“Thanks to the processes which we set at work against them centuries ago, they find it all but impossible to believe in the unfamiliar while the familiar is before their eyes.” The Screwtape Letters, Chapter 1
I began re-reading this little chunk of C.S. Lewis loveliness earlier today, and it continually amazes me how he managed to nail our generation decades ago. I see bits of myself in it, though I’m not proud of that fact.
I find it most apparent in my dealings with people these days. Especially my students. I teach music to a challenging group of students, and I daily find myself so focused on their behaviors [the familiar] that I lose track of the child’s heart and the history behind the behaviors [the unfamiliar]. And in doing so, I forget that I’m not just a disciplinarian, meant to whip their behaviors into shape. I’m a minister, and my goal is to get to the heart of them. To show them that maybe there’s a better way. To remember that they’re fighting the same battle between reality and possibility. To acknowledge the emotional, mental, physical beatings that life has dealt them, and to realize that there’s something more, something else, something bigger and better.

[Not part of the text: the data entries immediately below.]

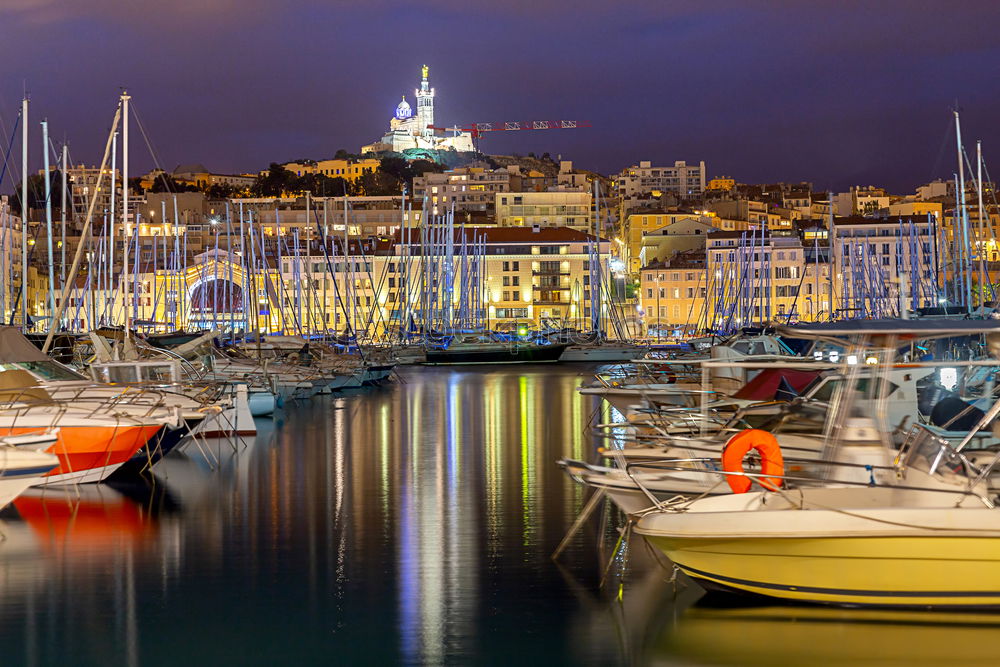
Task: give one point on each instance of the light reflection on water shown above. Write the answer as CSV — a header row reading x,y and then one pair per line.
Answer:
x,y
407,525
411,524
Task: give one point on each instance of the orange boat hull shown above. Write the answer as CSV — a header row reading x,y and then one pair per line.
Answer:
x,y
86,447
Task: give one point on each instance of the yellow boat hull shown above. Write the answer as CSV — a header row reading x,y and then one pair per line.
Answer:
x,y
895,571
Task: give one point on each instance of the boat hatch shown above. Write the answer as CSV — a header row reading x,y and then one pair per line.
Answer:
x,y
124,372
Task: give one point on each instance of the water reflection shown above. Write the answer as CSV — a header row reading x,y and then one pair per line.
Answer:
x,y
764,635
411,524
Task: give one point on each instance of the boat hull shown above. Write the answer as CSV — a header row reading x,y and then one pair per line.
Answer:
x,y
91,453
601,353
897,571
20,470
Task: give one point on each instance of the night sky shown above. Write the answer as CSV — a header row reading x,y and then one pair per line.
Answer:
x,y
839,93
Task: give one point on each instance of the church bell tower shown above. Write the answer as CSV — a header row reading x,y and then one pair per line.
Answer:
x,y
425,104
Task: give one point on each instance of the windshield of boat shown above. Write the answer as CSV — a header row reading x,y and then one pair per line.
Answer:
x,y
864,387
46,370
925,451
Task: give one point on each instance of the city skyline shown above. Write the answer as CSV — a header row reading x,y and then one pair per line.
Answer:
x,y
763,92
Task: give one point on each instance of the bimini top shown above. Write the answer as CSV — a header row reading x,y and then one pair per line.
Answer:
x,y
15,348
918,328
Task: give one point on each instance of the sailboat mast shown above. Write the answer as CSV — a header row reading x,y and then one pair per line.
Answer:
x,y
24,213
981,233
48,216
964,219
125,100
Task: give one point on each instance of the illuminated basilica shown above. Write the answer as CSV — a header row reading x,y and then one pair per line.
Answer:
x,y
409,130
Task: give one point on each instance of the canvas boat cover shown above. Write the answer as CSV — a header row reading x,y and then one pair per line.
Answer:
x,y
15,348
774,383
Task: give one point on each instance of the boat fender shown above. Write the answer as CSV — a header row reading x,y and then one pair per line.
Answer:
x,y
771,461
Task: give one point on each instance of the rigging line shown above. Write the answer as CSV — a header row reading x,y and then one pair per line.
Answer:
x,y
945,140
6,157
149,144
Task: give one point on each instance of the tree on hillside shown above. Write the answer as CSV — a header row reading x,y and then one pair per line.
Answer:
x,y
274,182
36,192
221,191
321,185
421,167
378,184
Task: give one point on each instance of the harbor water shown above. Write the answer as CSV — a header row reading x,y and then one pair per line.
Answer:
x,y
408,524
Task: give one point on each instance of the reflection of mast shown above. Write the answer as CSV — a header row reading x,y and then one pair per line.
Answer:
x,y
425,104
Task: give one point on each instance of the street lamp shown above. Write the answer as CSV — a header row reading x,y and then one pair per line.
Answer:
x,y
659,325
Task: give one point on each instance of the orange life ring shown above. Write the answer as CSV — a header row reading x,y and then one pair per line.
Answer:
x,y
770,454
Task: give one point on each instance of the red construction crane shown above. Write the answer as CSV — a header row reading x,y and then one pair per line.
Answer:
x,y
478,129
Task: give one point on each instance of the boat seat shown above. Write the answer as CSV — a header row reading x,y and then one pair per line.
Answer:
x,y
20,386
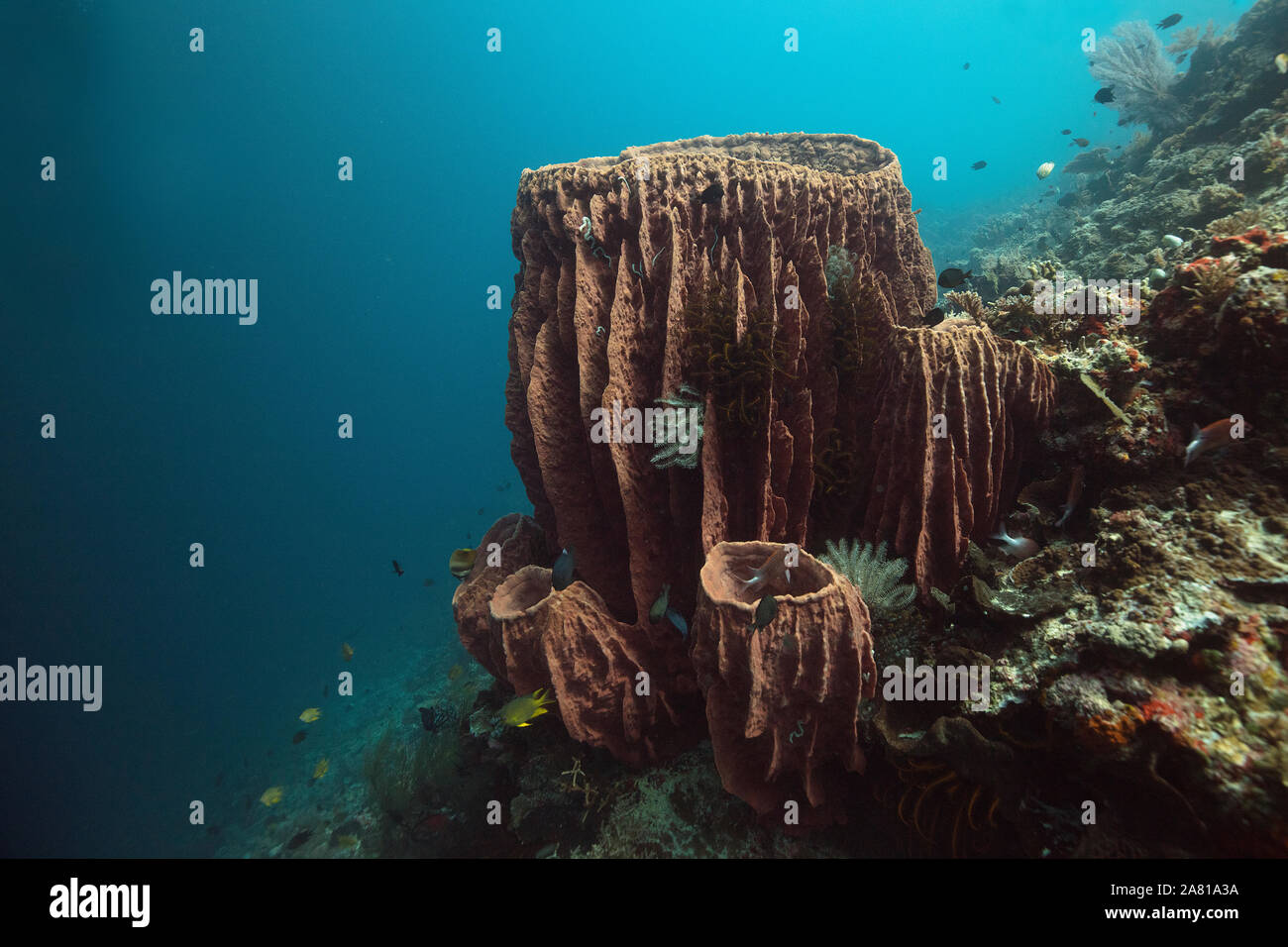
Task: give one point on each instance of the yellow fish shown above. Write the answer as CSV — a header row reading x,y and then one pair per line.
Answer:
x,y
462,562
523,710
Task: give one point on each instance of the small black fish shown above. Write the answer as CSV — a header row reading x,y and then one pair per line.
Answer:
x,y
711,195
561,577
765,612
953,277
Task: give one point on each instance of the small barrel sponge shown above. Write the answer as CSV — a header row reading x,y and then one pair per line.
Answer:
x,y
784,699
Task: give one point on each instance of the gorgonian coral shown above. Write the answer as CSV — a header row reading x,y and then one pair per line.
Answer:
x,y
1132,63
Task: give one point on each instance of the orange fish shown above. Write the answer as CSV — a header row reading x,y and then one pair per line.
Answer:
x,y
1214,437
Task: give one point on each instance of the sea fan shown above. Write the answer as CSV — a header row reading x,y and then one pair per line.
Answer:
x,y
1133,64
876,578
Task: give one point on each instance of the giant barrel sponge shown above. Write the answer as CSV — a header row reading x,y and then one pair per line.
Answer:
x,y
776,286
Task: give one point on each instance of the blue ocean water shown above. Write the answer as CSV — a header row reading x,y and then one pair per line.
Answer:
x,y
174,429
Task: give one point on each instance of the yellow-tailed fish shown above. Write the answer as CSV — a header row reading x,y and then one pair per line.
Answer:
x,y
462,562
523,710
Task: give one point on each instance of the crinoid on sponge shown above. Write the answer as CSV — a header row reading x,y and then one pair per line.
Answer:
x,y
872,574
737,368
682,423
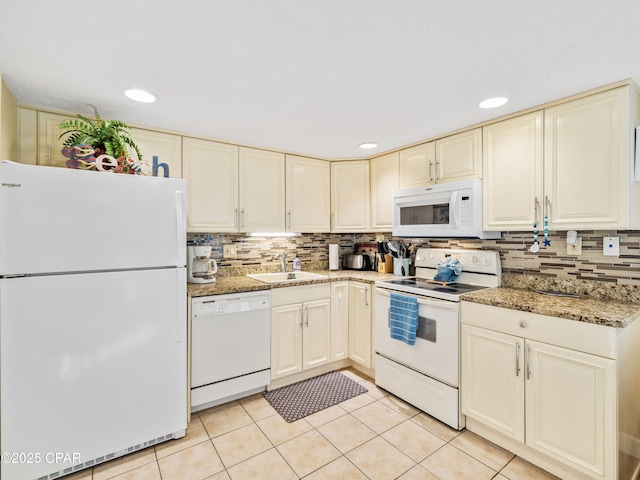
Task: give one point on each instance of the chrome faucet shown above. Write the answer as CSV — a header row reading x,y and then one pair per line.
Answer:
x,y
283,259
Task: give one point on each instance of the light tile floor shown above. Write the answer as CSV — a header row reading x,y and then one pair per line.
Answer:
x,y
373,436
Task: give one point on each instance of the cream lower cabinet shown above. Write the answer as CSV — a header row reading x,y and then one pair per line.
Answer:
x,y
339,321
300,329
542,387
360,331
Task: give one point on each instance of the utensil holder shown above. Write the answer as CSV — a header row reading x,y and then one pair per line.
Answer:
x,y
398,263
387,265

That they don’t have to perpetuate the cycle.
And yet…to come full circle, I find myself in the same dilemma. I have, in many instances in my life, known doubt and fear and anger and frustration and uncertainty. And in many moments, I hate to say that I’ve come to not only experience those feelings, but to truly dwell in them as though they’re my only reality.

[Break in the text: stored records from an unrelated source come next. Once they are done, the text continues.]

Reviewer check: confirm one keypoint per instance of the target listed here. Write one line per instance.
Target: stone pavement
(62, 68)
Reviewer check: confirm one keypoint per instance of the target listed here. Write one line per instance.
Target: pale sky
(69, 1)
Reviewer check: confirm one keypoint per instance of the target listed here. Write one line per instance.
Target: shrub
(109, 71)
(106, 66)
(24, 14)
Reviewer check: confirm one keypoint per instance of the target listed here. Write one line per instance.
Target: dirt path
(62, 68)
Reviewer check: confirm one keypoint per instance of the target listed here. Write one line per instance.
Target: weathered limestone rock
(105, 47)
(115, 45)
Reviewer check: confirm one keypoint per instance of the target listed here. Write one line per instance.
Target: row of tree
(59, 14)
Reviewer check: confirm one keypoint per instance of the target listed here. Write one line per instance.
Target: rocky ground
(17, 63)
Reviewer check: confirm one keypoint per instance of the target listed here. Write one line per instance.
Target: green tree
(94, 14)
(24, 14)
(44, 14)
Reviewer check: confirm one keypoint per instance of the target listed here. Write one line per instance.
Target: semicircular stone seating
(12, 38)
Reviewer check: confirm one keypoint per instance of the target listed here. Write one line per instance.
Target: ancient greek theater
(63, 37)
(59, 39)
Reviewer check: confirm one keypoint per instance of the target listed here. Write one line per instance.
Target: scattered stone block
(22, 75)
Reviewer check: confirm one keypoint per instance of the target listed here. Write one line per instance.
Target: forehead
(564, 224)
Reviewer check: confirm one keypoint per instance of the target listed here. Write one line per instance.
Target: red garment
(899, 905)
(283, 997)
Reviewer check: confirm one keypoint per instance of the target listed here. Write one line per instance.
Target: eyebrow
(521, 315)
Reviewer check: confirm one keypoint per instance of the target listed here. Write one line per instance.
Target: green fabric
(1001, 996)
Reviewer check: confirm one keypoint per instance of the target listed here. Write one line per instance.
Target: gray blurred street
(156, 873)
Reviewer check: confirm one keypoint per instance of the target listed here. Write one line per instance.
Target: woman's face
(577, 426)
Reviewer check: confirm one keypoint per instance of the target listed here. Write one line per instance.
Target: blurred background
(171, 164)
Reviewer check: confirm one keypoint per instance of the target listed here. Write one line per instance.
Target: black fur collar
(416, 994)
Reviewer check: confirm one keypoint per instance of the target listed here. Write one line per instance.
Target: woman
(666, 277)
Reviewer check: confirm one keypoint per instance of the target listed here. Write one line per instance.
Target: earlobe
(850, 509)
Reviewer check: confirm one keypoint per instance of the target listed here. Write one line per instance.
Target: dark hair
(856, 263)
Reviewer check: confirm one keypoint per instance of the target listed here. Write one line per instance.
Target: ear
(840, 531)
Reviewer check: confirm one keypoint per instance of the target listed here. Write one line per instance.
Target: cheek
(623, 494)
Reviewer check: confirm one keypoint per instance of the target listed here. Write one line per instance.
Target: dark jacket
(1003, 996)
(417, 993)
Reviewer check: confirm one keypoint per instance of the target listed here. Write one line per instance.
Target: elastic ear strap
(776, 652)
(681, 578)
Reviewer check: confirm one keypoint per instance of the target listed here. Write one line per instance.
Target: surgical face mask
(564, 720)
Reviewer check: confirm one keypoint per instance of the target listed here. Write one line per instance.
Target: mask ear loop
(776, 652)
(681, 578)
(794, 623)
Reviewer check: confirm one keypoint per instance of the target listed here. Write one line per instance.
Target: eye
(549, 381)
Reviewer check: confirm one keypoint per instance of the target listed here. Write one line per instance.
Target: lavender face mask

There is more than doubt. More than fear. More than mistakes. There is more to everything than any of us see. And yet we find it so hard to trust the One who does see it all.
Ahhhh…if Your eyes were mine, what would I see? What is your reality? What is your heart? What would I see if I could stop seeing things “as they are” and start really seeing them…as they are…
Let me strive to see with Eyes bigger than mine.